CHILD OF GOD (2013)

childofgod_02

Starring: Scott Haze, Tim Blake Nelson, Jim Parrack, James Franco, Fallon Goodson, Brian Lally, Elena McGhee

Directed by: James Franco

Synopsis: A dispossessed, violent man’s life is a disastrous attempt to exist outside the social order. Successively deprived of parents and homes and with few other ties, Ballard descends to the level of a cave dweller as he falls deeper into crime and degradation.

The latest Cormac McCarthy book to make it to the big screen, following No Country For Old Men and The Road. This time it is directed by none other than James Franco, who has a few credits to his name now, none of which have been rated particularly highly by the critics. Child of God is another that can be added to his list of ‘not terrible but not great’ movies from behind the camera.

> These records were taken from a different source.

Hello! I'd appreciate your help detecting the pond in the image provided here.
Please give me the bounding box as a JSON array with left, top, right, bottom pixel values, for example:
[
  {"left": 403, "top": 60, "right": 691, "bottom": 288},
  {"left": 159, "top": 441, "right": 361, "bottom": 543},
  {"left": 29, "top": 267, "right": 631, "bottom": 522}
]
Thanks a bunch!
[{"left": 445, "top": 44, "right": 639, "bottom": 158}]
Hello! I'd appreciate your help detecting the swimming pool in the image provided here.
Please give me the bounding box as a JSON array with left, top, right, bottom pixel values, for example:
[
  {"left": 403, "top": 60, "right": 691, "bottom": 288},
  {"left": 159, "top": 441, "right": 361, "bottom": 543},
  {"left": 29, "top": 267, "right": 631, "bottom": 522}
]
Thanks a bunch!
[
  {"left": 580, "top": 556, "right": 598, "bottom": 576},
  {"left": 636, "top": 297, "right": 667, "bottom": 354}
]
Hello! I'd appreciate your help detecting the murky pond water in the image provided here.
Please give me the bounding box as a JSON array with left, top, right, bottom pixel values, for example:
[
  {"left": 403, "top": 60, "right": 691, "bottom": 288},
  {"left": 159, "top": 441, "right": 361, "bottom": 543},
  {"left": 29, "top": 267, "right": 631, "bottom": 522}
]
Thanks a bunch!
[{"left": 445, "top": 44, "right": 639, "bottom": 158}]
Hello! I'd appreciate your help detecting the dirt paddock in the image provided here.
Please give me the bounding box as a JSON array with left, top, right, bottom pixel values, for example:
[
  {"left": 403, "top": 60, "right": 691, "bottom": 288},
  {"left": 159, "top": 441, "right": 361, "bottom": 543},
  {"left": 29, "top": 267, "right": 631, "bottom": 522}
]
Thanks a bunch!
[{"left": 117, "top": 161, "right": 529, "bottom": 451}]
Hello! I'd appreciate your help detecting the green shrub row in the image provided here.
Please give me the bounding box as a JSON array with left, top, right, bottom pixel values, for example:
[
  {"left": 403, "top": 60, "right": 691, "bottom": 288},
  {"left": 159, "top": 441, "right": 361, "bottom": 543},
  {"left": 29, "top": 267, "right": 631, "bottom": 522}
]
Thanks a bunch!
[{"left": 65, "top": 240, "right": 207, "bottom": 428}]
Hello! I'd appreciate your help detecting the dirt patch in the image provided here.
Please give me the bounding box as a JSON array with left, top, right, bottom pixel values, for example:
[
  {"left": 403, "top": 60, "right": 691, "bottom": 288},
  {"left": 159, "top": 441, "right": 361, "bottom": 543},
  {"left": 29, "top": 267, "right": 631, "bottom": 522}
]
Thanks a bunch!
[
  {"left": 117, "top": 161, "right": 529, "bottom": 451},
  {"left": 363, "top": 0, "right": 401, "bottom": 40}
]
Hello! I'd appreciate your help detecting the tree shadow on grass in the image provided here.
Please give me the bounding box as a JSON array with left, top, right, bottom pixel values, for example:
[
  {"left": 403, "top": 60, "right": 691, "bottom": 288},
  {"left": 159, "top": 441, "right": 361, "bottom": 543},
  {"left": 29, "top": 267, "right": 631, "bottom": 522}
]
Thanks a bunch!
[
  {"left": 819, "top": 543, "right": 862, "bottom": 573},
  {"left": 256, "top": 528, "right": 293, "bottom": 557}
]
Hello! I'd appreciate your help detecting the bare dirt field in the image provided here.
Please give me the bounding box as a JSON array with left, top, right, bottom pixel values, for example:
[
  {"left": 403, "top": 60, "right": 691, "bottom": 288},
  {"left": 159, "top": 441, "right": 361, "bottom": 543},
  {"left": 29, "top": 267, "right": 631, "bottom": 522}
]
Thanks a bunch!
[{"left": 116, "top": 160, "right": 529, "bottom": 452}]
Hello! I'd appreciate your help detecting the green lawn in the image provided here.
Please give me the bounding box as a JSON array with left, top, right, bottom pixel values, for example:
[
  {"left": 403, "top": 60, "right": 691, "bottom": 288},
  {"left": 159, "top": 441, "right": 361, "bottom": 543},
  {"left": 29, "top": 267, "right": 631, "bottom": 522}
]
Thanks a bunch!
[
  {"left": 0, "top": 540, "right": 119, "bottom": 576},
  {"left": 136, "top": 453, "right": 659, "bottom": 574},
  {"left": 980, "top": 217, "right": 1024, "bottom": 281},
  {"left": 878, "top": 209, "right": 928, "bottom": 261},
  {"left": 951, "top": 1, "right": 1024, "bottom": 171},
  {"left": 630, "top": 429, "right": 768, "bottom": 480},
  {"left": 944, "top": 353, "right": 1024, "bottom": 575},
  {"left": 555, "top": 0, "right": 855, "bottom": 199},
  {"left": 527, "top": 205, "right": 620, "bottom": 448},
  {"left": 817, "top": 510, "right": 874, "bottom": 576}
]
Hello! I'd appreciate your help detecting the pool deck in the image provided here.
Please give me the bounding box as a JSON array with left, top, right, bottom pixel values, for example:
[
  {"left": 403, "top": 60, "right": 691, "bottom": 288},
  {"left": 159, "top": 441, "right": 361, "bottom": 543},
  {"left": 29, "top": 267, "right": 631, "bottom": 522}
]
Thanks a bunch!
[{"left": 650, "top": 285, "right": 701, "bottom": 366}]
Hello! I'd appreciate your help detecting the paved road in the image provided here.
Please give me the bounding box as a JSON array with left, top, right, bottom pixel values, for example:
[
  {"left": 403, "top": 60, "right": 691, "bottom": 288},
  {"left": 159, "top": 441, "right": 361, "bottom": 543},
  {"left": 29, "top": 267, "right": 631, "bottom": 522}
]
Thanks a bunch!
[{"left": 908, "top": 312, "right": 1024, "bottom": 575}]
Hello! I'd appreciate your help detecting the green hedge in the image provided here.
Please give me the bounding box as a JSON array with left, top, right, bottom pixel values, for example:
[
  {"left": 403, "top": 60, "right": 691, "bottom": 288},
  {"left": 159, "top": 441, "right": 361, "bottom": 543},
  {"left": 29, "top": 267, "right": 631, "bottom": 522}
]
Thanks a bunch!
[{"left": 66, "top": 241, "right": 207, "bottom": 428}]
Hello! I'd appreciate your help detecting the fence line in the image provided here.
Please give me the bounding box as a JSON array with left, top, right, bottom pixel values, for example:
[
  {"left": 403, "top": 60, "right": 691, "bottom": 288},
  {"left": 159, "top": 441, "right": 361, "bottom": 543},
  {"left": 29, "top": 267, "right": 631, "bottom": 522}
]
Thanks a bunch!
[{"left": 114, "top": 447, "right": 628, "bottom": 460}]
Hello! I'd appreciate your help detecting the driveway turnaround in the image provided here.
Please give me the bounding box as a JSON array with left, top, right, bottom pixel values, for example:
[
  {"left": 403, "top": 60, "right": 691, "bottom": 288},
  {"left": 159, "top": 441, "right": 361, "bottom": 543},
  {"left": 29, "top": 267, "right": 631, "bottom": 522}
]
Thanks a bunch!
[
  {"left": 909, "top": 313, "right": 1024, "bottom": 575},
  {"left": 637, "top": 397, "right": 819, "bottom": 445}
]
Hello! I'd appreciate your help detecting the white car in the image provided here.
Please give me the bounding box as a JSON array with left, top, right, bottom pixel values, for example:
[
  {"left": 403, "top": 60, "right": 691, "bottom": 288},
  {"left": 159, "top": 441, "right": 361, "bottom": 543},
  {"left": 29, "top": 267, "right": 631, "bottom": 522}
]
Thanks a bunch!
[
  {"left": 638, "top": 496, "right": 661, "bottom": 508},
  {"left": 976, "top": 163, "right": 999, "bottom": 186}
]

Scott Haze plays Lester Ballard, a guy with no family who has practically grown up in the backwoods of Tennessee, rendering him socially inept and, basically, feral. He can barely speak without grunting. He doesn’t know how to interact with other people and consequently he is acts, and is treated like, an animal. He generally keeps himself to himself, occasionally getting warned by the local sheriff to stay out of town, until one day he makes a discovery in a parked car that sets off a horrific chain of events.

Cormac McCarthy’s books are, despite the films mentioned above, notoriously hard to turn into films. Child of God is certainly one of them. Our one character who we spend most time with on screen is a feral, violent, socially inept, repulsive being who howls, moans, spits and swears. We can hardly understand a word Lester Ballard says. He has no redeeming features at all, so how do we root for him?

This is a rare instance where I had actually read the book prior to watching the film, and I have to say that the book created a far more disturbing image of Ballard than the film. I remember getting to the end of the book and being genuinely shocked or surprised at what transpired. None of this came across in the film. Having said that, Scott Haze was unbelievably good as Ballard. It’s a shame for him that Child of God probably won’t be widely seen, as he puts in such a great performance. Tim Blake Nelson is the other stand out performer as the local sheriff.

Child of God wasn’t a terrible movie, at some points are was actually pretty good, but I think it needed a more experienced, conventional director at it’s helm. Nothing against Franco, but his ‘artier’ preferences tried to shine through, and it’s not the kind of story that needs arty direction. It’s a deeply unsettling, violent southern gothic tale which features rape, murder, necrophilia, scalping and all manner of other things. It needed a director who could handle all that in a suitable way, such as the Coen Brothers did with No Country For Old Men.

All in all Child of God is not without merit, and the acting by Haze is nothing short of amazing, but it just didn’t quite do the amazing book justice. Still, Franco is showing promise as a director and it will be worth looking out for stuff he does in the future.

2.5 clappers

About thomasjford

I like Movies and Music and most things popular culture.

8 comments

  1. Good review, Tom. I guess I’ll rather read the book to capture the author’s intention.

  2. You are right; Cormac McCarthy is difficult to watch on the screen and hard for me to read–devoid of human compassion and his stories tend to revolve around despicable characters in hard, dusty settings which loses my interest after awhile. Your review is very good.

  3. Great review and a really intriguing story but I definitely think I’ll try the book rather than the film based on your rating!

  4. Interesting stuff, and excellent write-up. I really liked the book (as much as one can say they ‘like’ this type of stuff), so I was wondering how this would pan out. Sounds middling but I reckon I’ll check it out anyway!

    • Yeah it didn’t seem to have the air of menace to it that the book did, which I found quite unsettling! Ballard is more sympathetic in the film but the trouble is, he is the main character and so despicable that we have no one to hang our hopes on!

  5. I’d say the opposite with Franco as a director! His movies have been quite poor critically and once I hear the word boring which….nearly almost all of them receive…I kind of…well…lose interest in checking them out!

    Hopefully he goes for easier tasks! It seems like he is going only for the toughest novel adaptions and that is what is spiking him!